Bede pierwszy. "Beutiful Struggle" rzeczywiscie jest "beautiful". Oczywiscie nie mozna zapomniec o fenomenalnym albumie nagranym z Mos Def'em : "Black Star"
beautiful struggle to akurat najsłabszy album. i to nie jest moje widzimisie, tylko tojest obiektywne. mój ulubiony album to train of thought, razem z hi-tekiem jako reflection eternal.
Zgadzam się z poprzednikiem. "Beautiful struggle" to najsłabszy album Taliba co nie znaczy ,że jest zły. Produkcja w wielu piosenkach zupełnie nie pasuje do stylu Taliba. Za to teksty w dalszym ciągu na najwyzszym poziomie. Polecam ostatnio wydany mixtape Taliba "Right about now : The sucker free CD". Moim zdaniem lepszy niż ostatni oficjalny krążek, choć gorszy od "Refelction eternal" i "Quality".
Postawie na "Quality", "Train Of Thought" też bardzo lubie ale bity Hi-Teka są tutaj troche monotonne (wole np. te z Hi-Teknology).

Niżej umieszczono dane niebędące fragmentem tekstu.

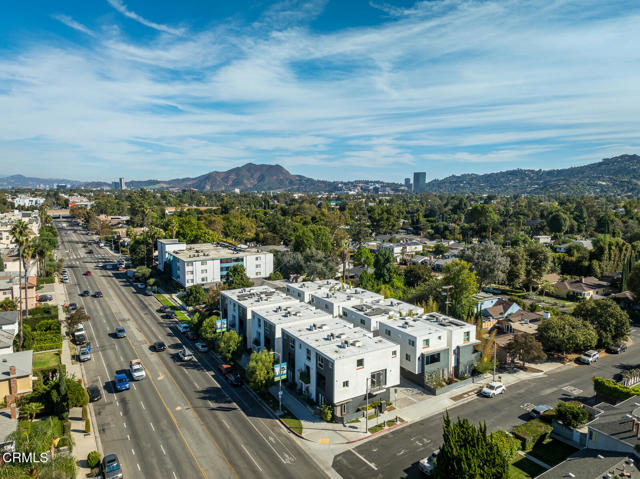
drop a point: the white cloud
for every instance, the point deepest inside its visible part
(122, 8)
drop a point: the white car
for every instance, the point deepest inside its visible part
(493, 389)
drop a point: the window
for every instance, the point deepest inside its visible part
(432, 358)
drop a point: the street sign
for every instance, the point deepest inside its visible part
(221, 325)
(279, 371)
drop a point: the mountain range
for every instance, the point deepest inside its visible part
(619, 175)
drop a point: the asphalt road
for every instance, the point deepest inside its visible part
(184, 418)
(397, 453)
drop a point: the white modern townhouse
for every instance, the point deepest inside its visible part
(335, 363)
(237, 307)
(270, 321)
(191, 264)
(432, 342)
(366, 315)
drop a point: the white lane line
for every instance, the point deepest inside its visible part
(248, 454)
(370, 464)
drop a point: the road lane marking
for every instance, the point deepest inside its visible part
(251, 457)
(370, 464)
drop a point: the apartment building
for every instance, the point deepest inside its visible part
(208, 263)
(303, 291)
(238, 305)
(332, 302)
(270, 321)
(432, 342)
(367, 315)
(336, 363)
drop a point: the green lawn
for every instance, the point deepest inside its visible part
(523, 468)
(293, 423)
(552, 452)
(49, 359)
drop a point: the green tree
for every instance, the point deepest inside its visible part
(525, 348)
(567, 334)
(363, 257)
(488, 261)
(237, 278)
(468, 452)
(610, 322)
(260, 370)
(229, 345)
(464, 286)
(194, 295)
(384, 264)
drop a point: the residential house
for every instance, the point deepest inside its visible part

Wogóle album jest jakby troche przegadany i momentami nudny. W moim prywatnym raningu...
1. Quality
2. BlackStar
3. Train Of Thought
4. Beautifull Struggle
Nierozumiem co tak słabego jest w rzekomo "obiektywnie" stwierdzonej słabości "Beautifull Struggle" ? Dla mnie to najlepsza solowa płyta Taliba ... zdecydowanie lepsza od Quality, która jest dla mnie srednia ...
poczytaj opinie ludzi na temat tej płyty. zrozumiesz dlaczego jest to jego najsłabszy album. według mnie mocno odstaje muzycznie, ale za to końcówkę ma genialną.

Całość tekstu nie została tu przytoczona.